Тем временем Шостакович

в марте 1949 года снова понадобился Сталину. Ему нужно было, чтобы на Конгрессе деятелей науки и искусства в защиту мира в Нью-Йорке Советский Союз представлял именно Шостакович. Но он не соглашался; министр иностранных дел Молотов не смог его уговорить. И тогда Сталин позвонил Шостаковичу: «Почему вы отказываетесь?» Шостакович ответил, что его музыку уже год как не играют, и он не может поехать. Сталин поинтересовался, кто же запретил музыку Шостаковича, словно не знал о постановлении, им же инспирированном, и пообещал разобраться с цензорами… 24 марта самолет с советской делегацией приземлился в нью-йоркском аэропорту Ла-Гуардия. Прямо от трапа и потом каждый его шаг снимала кинохроника, голос за кадром сообщал: «Из России прибыл известный композитор Шостакович – в темном пальто слева – и шесть других советских мастеров культуры. Они прилетели на конгресс, но были немедленно атакованы целым батальоном репортеров и фотографов… Шостакович и его коллеги направились по секретному адресу». Между тем среди безымянных для западной прессы «коллег» были писатель Александр Фадеев и режиссер Сергей Герасимов, Шостакович только что написал музыку к фильму «Молодая гвардия», поставленному Герасимовым по роману Фадеева.

«Появление Шостаковича в Америке, конечно, было сенсацией, и вокруг него происходило нечто невообразимое, – вспоминал Герасимов. – Мы шли к автомобилям от аэровокзала, рядом с ним бежал какой-то фотограф и кричал „Шости, Шости, обернись на минутку, тебе ничего не стоит, мне будет 50 долларов“. Они успели назвать его Шости».

Потом был его – или от его имени, теперь не узнаешь, – доклад на заключительном заседании конгресса о роли музыки в советском обществе и о ее воспитательном значении, о том, как он благодарен партии за заботу и за постановление 1948 года, что он осуждает Стравинского за измену родине и предупреждает Прокофьева, чтобы не скатился в формализм. Шостакович коротко поприветствовал зал по-русски, а затем переводчик прочел весь этот текст на английском. И были многотысячные демонстрации возле его гостиницы, и на одном из плакатов крупными буквами вывели: «Шостакович, прыгай в окно!» – в смысле беги, Шостакович, от Советов.

Вечером 27 марта, после закрытия конгресса, в огромном зале «Медисон-сквер-гарден», вместившем 18 тысяч человек, Шостакович сыграл на рояле скерцо из Пятой Симфонии. В первом ряду ему аплодировал Эйнштейн.

Школу я окончила с золотой медалью, но в университет не пошла.
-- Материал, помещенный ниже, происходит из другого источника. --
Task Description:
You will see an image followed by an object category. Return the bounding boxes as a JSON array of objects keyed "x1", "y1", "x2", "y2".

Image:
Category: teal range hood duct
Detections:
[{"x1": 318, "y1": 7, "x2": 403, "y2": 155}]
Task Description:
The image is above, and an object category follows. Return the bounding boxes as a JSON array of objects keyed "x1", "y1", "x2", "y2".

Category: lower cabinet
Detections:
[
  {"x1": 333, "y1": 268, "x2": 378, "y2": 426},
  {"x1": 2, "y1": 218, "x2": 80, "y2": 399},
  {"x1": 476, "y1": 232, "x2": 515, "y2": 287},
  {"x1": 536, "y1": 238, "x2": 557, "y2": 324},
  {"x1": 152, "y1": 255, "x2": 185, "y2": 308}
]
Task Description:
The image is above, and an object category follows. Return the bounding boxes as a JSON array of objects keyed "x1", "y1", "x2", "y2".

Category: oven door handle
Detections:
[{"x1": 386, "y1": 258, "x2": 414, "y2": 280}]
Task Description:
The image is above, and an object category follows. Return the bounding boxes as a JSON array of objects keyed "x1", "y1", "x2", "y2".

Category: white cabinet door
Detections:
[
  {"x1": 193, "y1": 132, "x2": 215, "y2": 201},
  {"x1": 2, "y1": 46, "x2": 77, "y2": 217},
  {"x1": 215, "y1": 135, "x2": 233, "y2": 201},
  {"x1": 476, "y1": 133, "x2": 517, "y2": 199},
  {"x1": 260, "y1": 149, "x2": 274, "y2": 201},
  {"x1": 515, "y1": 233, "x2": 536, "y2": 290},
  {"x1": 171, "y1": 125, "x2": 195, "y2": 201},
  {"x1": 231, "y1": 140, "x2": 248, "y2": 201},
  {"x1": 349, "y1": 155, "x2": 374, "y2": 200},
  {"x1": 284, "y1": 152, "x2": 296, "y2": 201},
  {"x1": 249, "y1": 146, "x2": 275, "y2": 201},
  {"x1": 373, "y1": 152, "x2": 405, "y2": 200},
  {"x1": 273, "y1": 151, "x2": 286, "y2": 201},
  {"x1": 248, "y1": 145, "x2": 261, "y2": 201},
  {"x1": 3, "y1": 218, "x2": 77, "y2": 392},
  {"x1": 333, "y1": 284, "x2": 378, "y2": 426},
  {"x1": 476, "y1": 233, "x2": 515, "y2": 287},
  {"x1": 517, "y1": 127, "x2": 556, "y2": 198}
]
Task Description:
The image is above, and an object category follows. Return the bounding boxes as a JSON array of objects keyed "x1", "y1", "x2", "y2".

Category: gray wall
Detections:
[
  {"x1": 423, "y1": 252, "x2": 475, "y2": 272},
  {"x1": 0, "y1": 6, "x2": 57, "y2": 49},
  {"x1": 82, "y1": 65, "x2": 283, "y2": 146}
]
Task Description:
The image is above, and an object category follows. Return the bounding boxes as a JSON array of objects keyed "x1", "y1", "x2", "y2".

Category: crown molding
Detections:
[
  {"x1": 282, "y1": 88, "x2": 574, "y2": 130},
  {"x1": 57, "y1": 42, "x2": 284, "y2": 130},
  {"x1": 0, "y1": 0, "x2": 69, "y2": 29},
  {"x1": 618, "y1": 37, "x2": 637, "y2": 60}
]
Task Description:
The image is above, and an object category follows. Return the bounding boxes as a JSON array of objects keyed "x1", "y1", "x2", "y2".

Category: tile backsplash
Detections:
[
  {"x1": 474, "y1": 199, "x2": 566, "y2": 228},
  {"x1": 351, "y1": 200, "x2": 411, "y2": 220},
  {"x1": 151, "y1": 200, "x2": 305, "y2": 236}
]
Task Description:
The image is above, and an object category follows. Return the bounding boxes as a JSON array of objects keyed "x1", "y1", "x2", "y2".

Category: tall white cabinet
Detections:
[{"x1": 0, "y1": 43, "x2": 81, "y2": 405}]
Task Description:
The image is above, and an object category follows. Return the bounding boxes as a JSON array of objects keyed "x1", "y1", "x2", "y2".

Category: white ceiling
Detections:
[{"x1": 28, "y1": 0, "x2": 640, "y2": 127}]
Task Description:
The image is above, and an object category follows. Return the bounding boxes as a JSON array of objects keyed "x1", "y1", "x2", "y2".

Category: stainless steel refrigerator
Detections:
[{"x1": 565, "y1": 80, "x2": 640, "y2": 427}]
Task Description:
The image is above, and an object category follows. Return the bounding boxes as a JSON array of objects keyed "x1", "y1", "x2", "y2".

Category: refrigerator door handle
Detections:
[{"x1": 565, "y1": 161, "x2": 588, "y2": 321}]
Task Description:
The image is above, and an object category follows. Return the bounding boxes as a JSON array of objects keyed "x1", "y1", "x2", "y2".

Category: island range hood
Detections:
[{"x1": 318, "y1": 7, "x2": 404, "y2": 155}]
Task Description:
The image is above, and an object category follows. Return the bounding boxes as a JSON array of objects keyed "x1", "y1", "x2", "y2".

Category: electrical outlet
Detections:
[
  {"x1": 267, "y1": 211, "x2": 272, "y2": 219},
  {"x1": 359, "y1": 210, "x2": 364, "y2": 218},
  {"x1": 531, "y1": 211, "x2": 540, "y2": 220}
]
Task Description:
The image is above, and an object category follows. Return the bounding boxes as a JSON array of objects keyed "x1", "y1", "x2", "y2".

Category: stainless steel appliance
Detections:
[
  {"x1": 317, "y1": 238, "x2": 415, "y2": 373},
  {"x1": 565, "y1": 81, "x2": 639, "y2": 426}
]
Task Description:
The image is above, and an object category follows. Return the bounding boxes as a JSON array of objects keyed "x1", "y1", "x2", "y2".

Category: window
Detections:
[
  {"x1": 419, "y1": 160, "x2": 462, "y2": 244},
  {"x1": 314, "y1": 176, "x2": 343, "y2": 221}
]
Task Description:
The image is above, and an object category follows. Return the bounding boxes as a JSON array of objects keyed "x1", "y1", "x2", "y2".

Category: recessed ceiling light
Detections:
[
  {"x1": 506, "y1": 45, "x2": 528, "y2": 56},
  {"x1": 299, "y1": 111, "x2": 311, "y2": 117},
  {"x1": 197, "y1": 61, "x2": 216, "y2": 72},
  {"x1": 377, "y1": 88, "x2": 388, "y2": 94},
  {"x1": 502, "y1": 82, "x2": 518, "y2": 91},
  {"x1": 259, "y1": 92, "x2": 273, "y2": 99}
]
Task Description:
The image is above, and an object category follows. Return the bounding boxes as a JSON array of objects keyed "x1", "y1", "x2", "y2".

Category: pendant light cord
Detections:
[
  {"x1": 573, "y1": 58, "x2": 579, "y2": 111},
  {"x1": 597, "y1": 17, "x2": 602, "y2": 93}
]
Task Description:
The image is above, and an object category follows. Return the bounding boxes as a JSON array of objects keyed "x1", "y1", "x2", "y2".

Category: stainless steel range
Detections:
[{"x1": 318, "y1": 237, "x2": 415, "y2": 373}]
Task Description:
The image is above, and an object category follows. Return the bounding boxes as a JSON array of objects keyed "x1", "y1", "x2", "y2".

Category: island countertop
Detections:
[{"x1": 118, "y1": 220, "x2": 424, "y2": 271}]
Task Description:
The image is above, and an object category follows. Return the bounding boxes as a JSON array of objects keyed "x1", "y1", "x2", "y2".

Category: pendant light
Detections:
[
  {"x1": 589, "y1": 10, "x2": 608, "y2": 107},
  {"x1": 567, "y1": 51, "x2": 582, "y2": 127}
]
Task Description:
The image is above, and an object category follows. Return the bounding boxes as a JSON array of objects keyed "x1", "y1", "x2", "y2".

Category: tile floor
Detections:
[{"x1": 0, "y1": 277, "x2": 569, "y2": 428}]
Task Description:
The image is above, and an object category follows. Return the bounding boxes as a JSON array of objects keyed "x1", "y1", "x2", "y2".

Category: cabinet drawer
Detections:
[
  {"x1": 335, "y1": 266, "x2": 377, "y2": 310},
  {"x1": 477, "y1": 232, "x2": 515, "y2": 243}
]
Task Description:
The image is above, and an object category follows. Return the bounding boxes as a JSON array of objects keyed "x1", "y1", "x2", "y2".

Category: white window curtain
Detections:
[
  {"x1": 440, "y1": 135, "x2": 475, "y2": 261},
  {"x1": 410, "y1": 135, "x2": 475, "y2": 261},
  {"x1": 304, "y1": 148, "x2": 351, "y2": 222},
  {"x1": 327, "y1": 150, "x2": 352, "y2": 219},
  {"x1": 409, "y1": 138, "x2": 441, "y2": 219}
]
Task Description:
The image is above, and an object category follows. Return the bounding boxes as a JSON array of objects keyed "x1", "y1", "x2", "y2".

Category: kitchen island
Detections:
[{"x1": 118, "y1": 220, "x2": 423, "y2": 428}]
Одна из наших девочек, Оля Хазова, пыталась поступить, она интересовалась химией, но ей потихоньку сообщили, что, если родители были осуждены по 58-й статье, в университет не примут. Она забрала документы. Я поступила в Московский педагогический институт имени Ленина – туда брали детей «врагов народа», и многие блестящие люди там учились, например будущие барды Юрий Визбор и Юлий Ким, поэты Юрий Ряшенцев и Юрий Коваль. Правда, последний, в отличие от нас, детей репрессированных родителей, был сыном начальника уголовного розыска Московской области. Я пошла на факультет, где готовили учителей русского языка и литературы, можно сказать, «по стопам родителей» – мама окончила педагогический институт имени Герцена в Ленинграде, да и отец начинал учителем словесности. В моей группе были в основном девочки, только один мальчик, Петя Фоменко, будущий знаменитый режиссер. После института нас стали распределять – тогда с этим было жестко – в национальные школы республик Средней Азии преподавать русский язык. Но тут бывшие сослуживцы моего дяди, который к тому времени уже умер, устроили меня в недавно созданное издательство «Советский композитор». Мечтала заниматься Блоком, а попала в музыкальное издательство.